Japanese knotweed (Fallopia japonica)
Introduced: From Asia in the late 1800s; brought for ornamental use.
Key ID Feature: Bamboo-like stalks, large heart-shaped leaves, white flowers in late summer.
Interesting tidbit: In Asia, Japanese knotweed is a primary volcanic colonizer, sprouting up after a volcanic eruption. Japanese knotweed is also a source of resveratrol -- a compound currently being studied for its potential health benefits.
Note: Japanese knotweed may go by the older Latin name of Polyganum cuspidatum
This plant is illegal to sell, trade, move, plant, or share in Michigan, per Michigan's Natural Resources Environmental Protection Act (Part 413 of Act 451).
What Problems Does It Cause?
Like other invasive plants in the top 20 for northwest Michigan, Japanese knotweed out-competes native plants and provides little food or other habitat for wildlife. Japanese knotweed is problematic for infrastructure as well, as it can sprout up through concrete and asphalt, spread quickly, and is difficult to eradicate. In Great Britain, knotweed infestations drastically lower property values and may even prevent sale or insurance. For these reasons, Japanese knotweed is one of the few prohibited plant species in Michigan. Although illegal to buy, sell, plant, or otherwise spread Japanese knotweed, occasionally it is still sold under other names, like “Michigan bamboo” and “pink fleece flower.” Japanese knotweed is very hardy and can tolerate ash, sulfur, and toxic gases in its native range. In addition, Japanese knotweed can tolerate high salinity, full shade, high temperatures, and drought.
What does Japanese knotweed look like?
Japanese knotweed is a perennial plant that can grow up to 10 feet high. The leaves are heart-shaped, alternate, and can reach 6 inches long and 5 inches wide. In the late summer the spiky sprays of green-white may be confused with pokeweed, but lacks the black berries of the native plant. In winter, knotweed is easy to identify by its persisting hollow red-brown stalks.
Other knotweeds, such as giant and Bohemian knotweeds, look similar, but are taller or have more spade-shaped leaves. All species are very invasive.

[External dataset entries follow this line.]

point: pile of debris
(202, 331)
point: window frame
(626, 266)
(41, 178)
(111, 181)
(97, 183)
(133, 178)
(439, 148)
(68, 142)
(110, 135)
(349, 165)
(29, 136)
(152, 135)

How do I manage Japanese knotweed?
Avoid planting or spreading Japanese knotweed (it’s illegal!), monitor natural areas for signs of knotweed, and report any plants found as soon as possible. Japanese knotweed is extremely difficult to treat; its deep root system and fragmenting abilities (it is able to sprout into a new plant from a small piece broken off the plant) make it nearly impossible to dig out; and many herbicides have proven ineffective. Consult with a professional to control this invader.